While the main pieces of the story seem to be there, it’s so far unclear how these different strands might cohere, or even satisfyingly explode, in the coming weeks. Missing is the exhilarating sense of brutal inevitability, the clear outline of something barreling—not slouching—toward Bethlehem. But these are also, in part, gripes made in the shadow of a luminous second season, which made Fargo one of the best shows on TV in 2015.

Now for the good: Fargo is still an impeccably shot series, whether capturing beautiful monochromatic fields stubbled with snow or executing thrillingly disorienting action sequences. And if you can will yourself to stop trying to see through the prosthetics and makeup and wigs, McGregor does vanish into his two separate characters (with the exception of the occasional burble of a Scottish accent poking through the Minnesota twang). The fascinating science-fiction elements that came to light later in Season 2 are established earlier, and the show still has its characteristically bleak sense of humor.

What makes me most excited for the coming weeks is, again, that opening sequence in East Berlin. The most obvious parallel is that it was a case of mistaken identity with dire consequences (and several characters in Fargo have been of German heritage). But other themes and details from that short scene end up becoming surprisingly important in the first two episodes: Kafkaesque bureaucratic menace. Cold War geopolitics. Shoes soaked with urine. Antiquated technology. Snow. I wouldn’t be shocked if more echoes crop up as Season 3 unfurls, or if Fargo returns to that time period; Hawley is too thoughtful and precise a storyteller for these similarities to be unplanned.
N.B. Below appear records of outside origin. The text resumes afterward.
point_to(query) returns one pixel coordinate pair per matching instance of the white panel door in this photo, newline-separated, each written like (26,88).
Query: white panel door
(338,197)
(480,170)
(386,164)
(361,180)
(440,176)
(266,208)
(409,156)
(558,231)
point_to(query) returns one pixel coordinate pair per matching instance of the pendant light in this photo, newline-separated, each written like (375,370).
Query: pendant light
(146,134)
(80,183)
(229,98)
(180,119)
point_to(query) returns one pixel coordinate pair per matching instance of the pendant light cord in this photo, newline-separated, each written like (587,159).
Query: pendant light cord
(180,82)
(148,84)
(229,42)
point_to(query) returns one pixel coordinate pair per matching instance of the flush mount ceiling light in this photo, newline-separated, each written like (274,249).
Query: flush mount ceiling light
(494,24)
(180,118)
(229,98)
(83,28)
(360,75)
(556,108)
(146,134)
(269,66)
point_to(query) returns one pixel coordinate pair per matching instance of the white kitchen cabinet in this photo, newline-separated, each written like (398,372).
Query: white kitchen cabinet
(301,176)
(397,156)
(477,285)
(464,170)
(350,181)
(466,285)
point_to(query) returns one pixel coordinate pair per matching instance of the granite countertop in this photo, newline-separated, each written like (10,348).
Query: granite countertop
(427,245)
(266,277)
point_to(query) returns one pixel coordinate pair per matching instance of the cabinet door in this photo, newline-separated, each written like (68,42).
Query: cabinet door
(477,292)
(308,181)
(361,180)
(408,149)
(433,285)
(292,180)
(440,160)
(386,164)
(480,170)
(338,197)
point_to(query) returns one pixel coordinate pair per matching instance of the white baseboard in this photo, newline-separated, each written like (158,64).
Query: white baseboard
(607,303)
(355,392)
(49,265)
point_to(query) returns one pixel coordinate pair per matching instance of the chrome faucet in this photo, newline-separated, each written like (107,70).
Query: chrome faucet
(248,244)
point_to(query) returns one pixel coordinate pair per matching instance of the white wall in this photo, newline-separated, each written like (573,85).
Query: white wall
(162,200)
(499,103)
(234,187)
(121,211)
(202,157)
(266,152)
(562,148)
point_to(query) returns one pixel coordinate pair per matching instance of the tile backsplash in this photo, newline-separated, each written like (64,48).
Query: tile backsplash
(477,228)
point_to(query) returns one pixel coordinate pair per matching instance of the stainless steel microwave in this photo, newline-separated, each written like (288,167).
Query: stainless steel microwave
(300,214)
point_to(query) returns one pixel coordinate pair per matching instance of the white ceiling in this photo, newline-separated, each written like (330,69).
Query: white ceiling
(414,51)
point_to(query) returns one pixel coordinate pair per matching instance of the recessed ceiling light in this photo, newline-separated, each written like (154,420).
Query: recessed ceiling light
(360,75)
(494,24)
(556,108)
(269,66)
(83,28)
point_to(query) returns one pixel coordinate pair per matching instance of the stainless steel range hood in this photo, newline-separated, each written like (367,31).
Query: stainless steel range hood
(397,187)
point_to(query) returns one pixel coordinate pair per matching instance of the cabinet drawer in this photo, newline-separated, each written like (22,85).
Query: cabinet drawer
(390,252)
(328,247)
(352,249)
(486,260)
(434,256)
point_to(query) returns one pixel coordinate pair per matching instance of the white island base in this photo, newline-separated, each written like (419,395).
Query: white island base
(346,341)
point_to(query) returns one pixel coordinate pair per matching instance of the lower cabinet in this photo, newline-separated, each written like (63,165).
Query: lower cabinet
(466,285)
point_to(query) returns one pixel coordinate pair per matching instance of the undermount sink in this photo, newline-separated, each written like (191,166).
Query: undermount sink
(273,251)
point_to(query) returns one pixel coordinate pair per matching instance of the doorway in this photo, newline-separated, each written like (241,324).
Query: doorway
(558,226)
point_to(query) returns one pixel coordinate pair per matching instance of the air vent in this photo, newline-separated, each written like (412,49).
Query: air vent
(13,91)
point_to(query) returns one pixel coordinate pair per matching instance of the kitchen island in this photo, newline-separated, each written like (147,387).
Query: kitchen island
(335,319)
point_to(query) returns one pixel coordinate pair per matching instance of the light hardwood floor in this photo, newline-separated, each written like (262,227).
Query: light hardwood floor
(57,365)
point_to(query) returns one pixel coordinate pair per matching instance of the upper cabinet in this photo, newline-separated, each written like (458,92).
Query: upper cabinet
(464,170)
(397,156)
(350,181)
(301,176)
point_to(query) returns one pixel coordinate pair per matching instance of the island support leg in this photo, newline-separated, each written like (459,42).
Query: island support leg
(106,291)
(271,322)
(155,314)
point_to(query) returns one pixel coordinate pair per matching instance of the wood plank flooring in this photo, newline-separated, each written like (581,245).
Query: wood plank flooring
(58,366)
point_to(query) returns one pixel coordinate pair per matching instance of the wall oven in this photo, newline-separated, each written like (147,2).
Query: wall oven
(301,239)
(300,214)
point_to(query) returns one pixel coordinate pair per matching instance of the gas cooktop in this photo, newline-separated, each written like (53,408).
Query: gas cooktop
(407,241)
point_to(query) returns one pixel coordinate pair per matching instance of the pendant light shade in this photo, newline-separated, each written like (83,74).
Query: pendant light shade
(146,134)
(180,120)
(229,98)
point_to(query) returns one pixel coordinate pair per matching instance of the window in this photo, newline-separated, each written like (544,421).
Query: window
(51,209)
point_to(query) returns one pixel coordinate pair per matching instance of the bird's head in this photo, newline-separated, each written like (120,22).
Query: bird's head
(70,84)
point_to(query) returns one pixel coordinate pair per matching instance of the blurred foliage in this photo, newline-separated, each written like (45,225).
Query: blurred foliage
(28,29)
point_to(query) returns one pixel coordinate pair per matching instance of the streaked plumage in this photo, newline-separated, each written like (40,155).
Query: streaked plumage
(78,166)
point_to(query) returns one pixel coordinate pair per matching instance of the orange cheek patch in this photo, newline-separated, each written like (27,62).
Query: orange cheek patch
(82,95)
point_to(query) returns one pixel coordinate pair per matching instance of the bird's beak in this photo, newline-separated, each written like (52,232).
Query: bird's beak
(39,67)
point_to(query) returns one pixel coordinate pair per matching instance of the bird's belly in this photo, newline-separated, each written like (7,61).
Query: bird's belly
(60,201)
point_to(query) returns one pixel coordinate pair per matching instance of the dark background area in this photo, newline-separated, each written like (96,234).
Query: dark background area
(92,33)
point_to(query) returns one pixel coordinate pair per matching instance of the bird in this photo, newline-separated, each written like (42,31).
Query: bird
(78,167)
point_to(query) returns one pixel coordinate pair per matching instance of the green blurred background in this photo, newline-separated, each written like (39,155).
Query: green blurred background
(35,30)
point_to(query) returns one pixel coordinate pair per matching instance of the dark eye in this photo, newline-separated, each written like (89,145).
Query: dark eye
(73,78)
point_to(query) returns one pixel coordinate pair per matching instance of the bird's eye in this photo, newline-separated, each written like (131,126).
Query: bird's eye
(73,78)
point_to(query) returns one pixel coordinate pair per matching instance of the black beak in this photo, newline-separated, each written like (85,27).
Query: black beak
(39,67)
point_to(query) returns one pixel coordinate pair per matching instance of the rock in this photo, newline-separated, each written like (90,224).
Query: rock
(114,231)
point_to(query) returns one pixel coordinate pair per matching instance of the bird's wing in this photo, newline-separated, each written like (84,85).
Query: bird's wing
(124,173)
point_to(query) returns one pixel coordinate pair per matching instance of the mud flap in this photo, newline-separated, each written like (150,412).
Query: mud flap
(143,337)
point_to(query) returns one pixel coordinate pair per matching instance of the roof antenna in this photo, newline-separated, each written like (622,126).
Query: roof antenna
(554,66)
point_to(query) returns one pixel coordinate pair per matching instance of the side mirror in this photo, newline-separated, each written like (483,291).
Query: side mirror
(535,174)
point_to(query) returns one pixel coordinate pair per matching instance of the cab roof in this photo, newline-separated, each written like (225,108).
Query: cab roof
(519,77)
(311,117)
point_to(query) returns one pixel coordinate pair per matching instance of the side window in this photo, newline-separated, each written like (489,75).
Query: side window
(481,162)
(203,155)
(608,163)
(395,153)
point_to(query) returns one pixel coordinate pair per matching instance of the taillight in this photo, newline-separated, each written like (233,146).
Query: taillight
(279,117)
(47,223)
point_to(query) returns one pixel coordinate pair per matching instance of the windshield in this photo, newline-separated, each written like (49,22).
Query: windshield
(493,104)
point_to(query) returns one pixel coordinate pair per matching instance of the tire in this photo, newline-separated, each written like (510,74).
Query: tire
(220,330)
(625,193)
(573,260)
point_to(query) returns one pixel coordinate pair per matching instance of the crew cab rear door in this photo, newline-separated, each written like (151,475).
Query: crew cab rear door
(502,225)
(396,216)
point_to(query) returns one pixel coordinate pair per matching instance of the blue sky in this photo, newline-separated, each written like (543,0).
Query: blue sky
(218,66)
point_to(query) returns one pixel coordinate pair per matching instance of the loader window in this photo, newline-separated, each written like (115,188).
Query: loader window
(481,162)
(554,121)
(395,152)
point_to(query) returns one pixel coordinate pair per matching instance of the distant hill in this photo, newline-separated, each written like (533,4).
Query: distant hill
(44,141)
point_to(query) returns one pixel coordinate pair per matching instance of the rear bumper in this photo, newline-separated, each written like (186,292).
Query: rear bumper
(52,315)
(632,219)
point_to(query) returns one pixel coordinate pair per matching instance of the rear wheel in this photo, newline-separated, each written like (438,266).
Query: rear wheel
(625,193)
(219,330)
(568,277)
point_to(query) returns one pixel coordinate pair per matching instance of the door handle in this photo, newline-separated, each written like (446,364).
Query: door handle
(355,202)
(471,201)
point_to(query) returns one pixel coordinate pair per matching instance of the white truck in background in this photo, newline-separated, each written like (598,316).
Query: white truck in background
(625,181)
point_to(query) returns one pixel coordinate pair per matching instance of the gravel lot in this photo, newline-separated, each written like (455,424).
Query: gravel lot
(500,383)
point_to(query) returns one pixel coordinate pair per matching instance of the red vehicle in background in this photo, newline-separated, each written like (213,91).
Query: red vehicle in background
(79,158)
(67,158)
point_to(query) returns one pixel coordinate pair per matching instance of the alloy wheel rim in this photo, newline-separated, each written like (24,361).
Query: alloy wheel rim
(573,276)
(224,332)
Right after the anonymous German official tells his captive, “We aren’t here to tell stories, we are here to tell the truth,” the Fargo tagline “This Is a True Story” appears on the screen. The recurring joke being, of course, that the series is here to tell stories and not strictly true ones. Whether or not Season 3 approaches the narrative elegance or dizzying heights of its predecessor, viewers can at least hope Fargo will ultimately build out its carefully devised parts into some masterful, if maddening, whole.